声を荒げている訳ではないのに、兄の言葉は的確に痛いところを突いて、モリス様は萎縮している。それでも言われっぱなしは嫌だったようで、彼は何とか反論しようとした。
「婚約解消は、そちらが約束を反故にしたからだ!」
「約束?」
嫌な話になってきたなあ、とは思ったけれど、口を挟むこともできない。兄には聞かせたくなかったんだけど。
「俺が彼女と婚約したのは、侯爵家を継ぐ彼女に婿入りすることになっていたからだ!正当な後継者である貴方が見つかったのだから、解消もやむを得ないだろう?!」
「俺のせいだったんだな」
ピアニー嬢を送り届け帰宅した兄は、私を見つけるなりそう言った。その言葉の意味を汲み取り、続く言葉を言わせないために頭を振る。
「お兄様のせいではありません。いずれ、こうなることは」
「俺が見つからなければ、お前は侯爵家を継ぐことができた!」
言わせたくなかったのに、私の言葉を遮るようにして兄は叫んだ。
「お前が幼い頃からしてきた跡継ぎとしての勉強も無駄にならなかったし、婚約を解消されることもなかった! 俺がこの家に帰って来なければ」
「お兄様っ!」
今度は私が兄の言葉を遮った。固く握られた拳を手に取り、俯く顔を下から覗き込んで視線を合わせる。
「馬鹿なことを言わないでください。お兄様の帰りをどれだけ多くの人が、どれだけ長い間、どれだけの想いで、待っていたと思っているんですか? お父様とお母様の喜び様を、お兄様はお忘れになったのですか?」
「だからって、お前だけが割を食うなんて」
ぶつかる瞳の中にはいつものように輝く星は見えない。それがとても悲しくて、私は言葉を重ねる。

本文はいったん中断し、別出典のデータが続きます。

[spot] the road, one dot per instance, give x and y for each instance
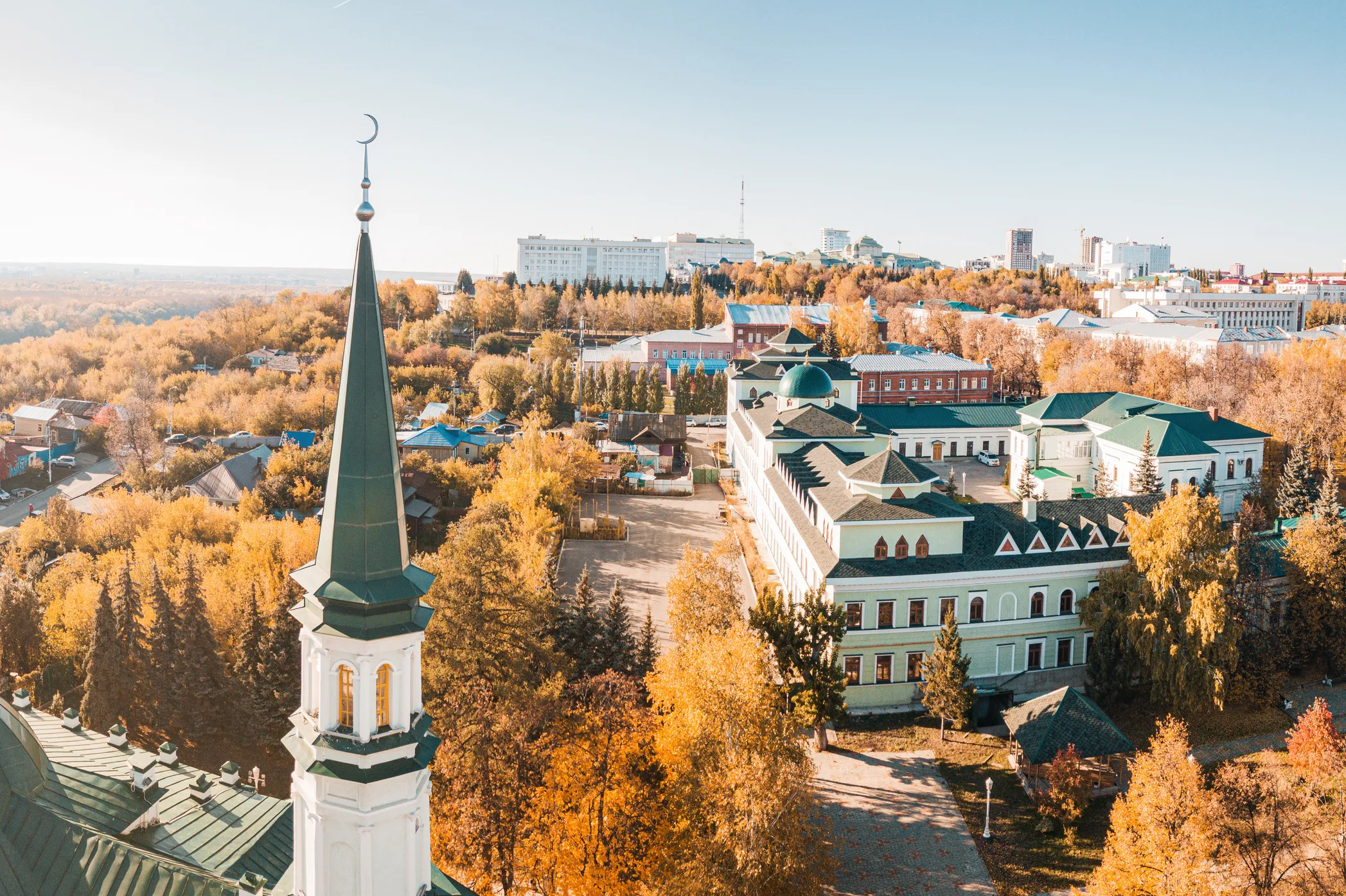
(80, 484)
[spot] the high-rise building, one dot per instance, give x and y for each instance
(1088, 248)
(542, 260)
(1019, 249)
(833, 240)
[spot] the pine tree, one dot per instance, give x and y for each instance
(1104, 486)
(1144, 478)
(580, 639)
(104, 669)
(279, 671)
(698, 319)
(617, 645)
(945, 690)
(247, 671)
(1295, 490)
(648, 649)
(162, 650)
(199, 658)
(1327, 506)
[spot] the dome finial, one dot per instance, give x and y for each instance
(365, 211)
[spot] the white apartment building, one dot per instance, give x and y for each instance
(1019, 249)
(707, 250)
(833, 240)
(542, 260)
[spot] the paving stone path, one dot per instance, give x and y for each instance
(897, 825)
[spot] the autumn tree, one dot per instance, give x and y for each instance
(1160, 838)
(945, 689)
(1068, 791)
(1181, 615)
(1144, 478)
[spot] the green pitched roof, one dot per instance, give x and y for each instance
(1049, 724)
(362, 577)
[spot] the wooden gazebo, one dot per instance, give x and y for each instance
(1042, 727)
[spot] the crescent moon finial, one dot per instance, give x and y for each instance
(376, 130)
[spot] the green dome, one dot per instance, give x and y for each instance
(805, 381)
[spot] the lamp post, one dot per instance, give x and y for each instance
(986, 832)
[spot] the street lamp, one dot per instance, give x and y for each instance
(986, 832)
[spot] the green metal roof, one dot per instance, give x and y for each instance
(1049, 724)
(362, 543)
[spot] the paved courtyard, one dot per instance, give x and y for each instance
(897, 827)
(657, 528)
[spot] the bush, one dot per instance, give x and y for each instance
(493, 344)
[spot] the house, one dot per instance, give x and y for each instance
(1067, 437)
(657, 440)
(442, 442)
(224, 484)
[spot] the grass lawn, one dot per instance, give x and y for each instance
(1021, 860)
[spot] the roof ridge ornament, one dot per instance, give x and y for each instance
(365, 211)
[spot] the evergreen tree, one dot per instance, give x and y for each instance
(1295, 490)
(945, 690)
(162, 650)
(698, 302)
(279, 671)
(247, 671)
(1104, 486)
(648, 649)
(105, 671)
(582, 635)
(199, 658)
(1208, 484)
(1144, 478)
(1327, 506)
(618, 647)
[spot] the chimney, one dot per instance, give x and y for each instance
(168, 754)
(200, 789)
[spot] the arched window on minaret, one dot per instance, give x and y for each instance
(345, 698)
(383, 709)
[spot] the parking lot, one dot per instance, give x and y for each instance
(657, 529)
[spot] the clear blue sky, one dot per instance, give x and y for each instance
(224, 134)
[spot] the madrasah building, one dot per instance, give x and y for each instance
(87, 813)
(840, 505)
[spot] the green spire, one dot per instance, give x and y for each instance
(364, 584)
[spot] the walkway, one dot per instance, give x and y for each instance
(897, 827)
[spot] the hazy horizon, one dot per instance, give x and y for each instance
(224, 136)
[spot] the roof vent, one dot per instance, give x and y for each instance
(168, 754)
(200, 789)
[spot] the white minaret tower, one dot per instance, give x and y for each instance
(361, 741)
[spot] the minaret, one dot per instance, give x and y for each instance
(361, 741)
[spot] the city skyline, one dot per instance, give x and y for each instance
(225, 136)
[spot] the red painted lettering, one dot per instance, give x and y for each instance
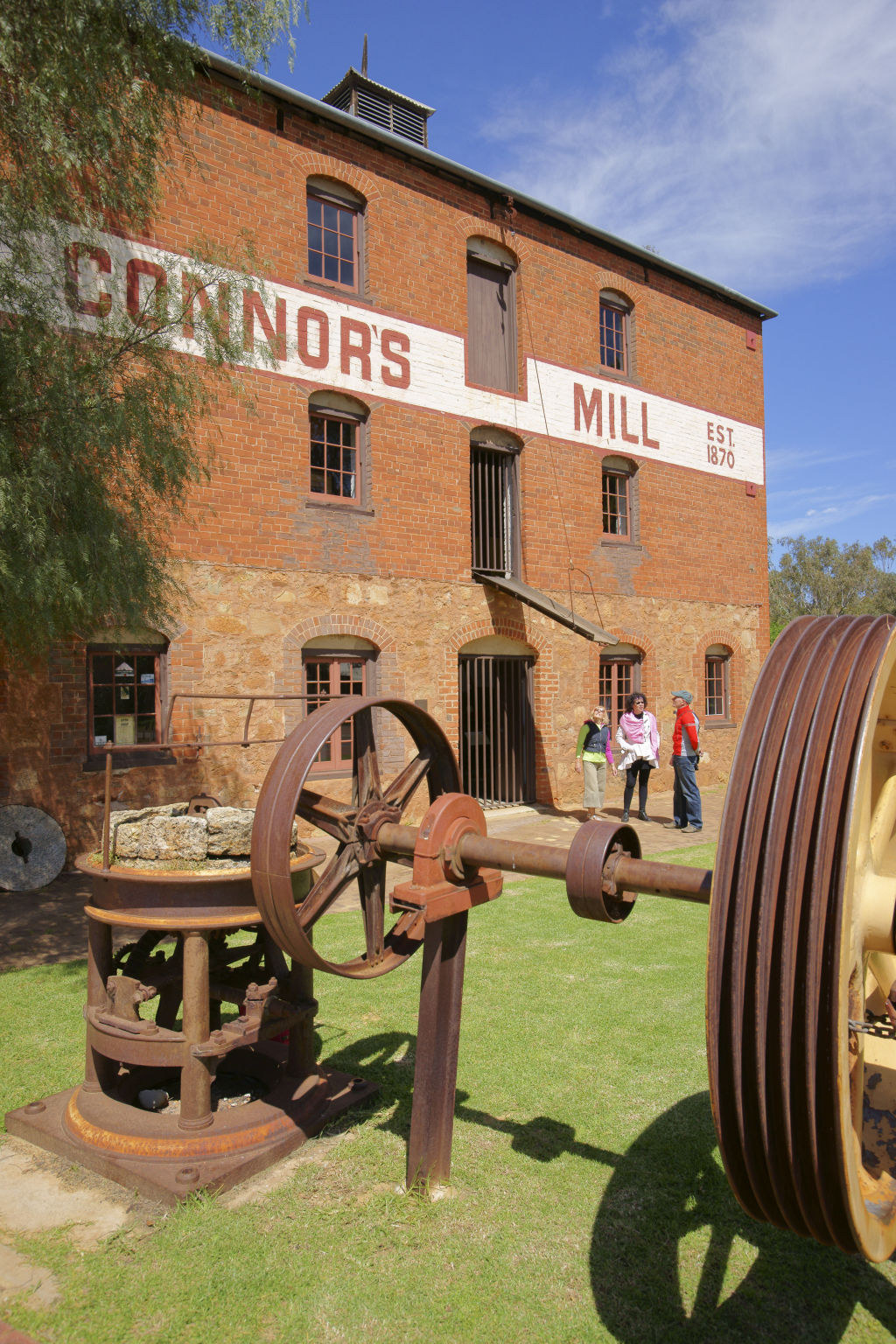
(592, 409)
(196, 292)
(158, 292)
(396, 346)
(254, 308)
(624, 423)
(101, 262)
(645, 437)
(320, 358)
(359, 350)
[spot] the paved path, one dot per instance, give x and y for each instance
(49, 925)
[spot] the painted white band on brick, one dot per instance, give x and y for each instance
(361, 351)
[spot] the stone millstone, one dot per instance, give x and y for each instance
(32, 848)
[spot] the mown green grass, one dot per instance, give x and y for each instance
(589, 1196)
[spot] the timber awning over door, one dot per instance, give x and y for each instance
(544, 604)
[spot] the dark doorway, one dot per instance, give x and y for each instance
(497, 729)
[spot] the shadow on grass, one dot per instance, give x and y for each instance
(673, 1256)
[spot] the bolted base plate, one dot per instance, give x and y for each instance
(150, 1155)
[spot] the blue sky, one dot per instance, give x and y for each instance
(752, 142)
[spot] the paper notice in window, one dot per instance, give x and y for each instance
(125, 730)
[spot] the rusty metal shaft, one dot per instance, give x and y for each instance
(542, 860)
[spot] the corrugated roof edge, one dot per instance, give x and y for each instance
(407, 148)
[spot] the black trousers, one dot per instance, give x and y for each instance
(637, 773)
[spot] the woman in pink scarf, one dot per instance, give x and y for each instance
(639, 738)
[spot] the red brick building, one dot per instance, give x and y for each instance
(502, 464)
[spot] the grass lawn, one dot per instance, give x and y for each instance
(590, 1200)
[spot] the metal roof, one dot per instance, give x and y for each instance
(448, 168)
(544, 604)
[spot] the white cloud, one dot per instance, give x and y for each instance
(825, 511)
(751, 143)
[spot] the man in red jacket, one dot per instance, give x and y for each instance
(685, 756)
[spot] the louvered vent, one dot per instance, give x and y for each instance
(364, 98)
(343, 101)
(373, 108)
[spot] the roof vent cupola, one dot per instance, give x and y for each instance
(386, 108)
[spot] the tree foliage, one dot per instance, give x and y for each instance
(98, 420)
(816, 576)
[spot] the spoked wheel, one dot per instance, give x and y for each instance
(801, 1050)
(354, 824)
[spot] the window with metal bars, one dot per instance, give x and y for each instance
(335, 445)
(617, 504)
(328, 676)
(717, 686)
(617, 679)
(333, 233)
(494, 509)
(497, 729)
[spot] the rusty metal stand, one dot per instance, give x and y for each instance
(429, 1151)
(167, 1156)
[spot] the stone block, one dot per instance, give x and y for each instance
(230, 831)
(175, 837)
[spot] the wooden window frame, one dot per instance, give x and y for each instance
(359, 448)
(338, 764)
(718, 669)
(614, 344)
(95, 752)
(610, 474)
(349, 208)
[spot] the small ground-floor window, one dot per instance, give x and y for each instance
(717, 682)
(328, 676)
(124, 697)
(618, 677)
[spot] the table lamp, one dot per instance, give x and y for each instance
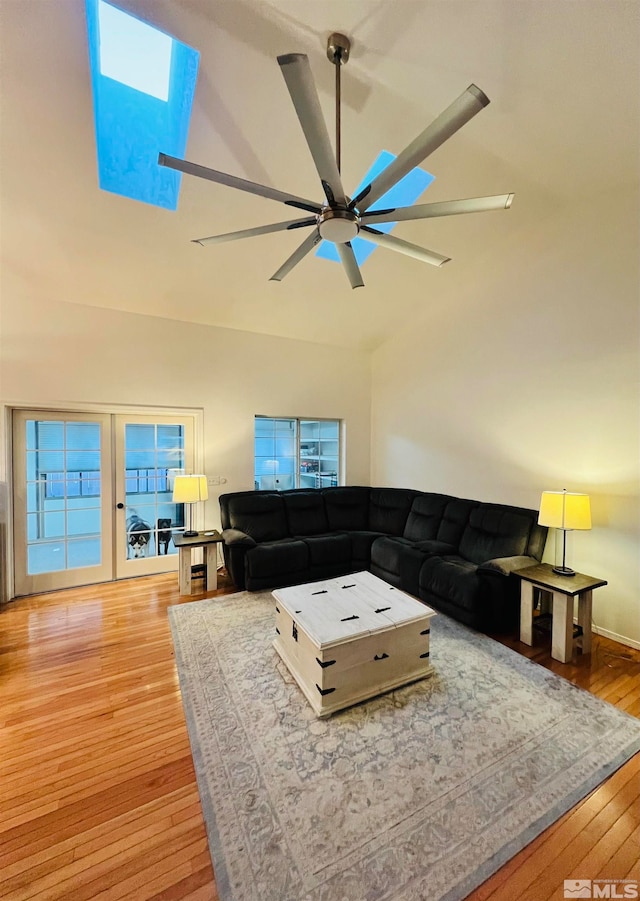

「私が損をしているなんて、勝手に決めつけないでください。こうなって良かったのです。だって、あんな男が私の夫となって侯爵家に婿入りしてくることになっていたなんて、冗談としても笑えないですわ」
「……あの男と結婚したかったのではないのか?」
「そもそも侯爵家として必要だから決められた婚約者、としか思っておりませんでしたが、あそこまで礼儀知らずで頭も悪いとは思っておりませんでした。分かっていたら、お父様たちも彼を侯爵家の婿になんて考えなかったでしょう」
うまく猫を被っていたみたいですけどね、と溜息混じりに言うと、
「俺が言うのもなんだが、けっこうモテそうな男のようだったが」
と、暗かった表情を何となく情けない表情に替えた兄が言う。思わず笑みが溢れた。
「ふふ、素敵過ぎるお兄様に慣れてしまって、大抵の男性には心が動かなくなってしまいましたわ」
顔を瞬時に赤くさせた兄は目を逸らしたが、その瞳には僅かに光が戻っていた。
「私、本当にお兄様が戻って来られて嬉しいのです。信じてもらえませんか?」
「……俺も、お前に出会えて、嬉しい。……ありがとう」
力が込められていた拳は解かれ、手を握り返される。私たちは本当の血を分けた兄妹のように笑い合った。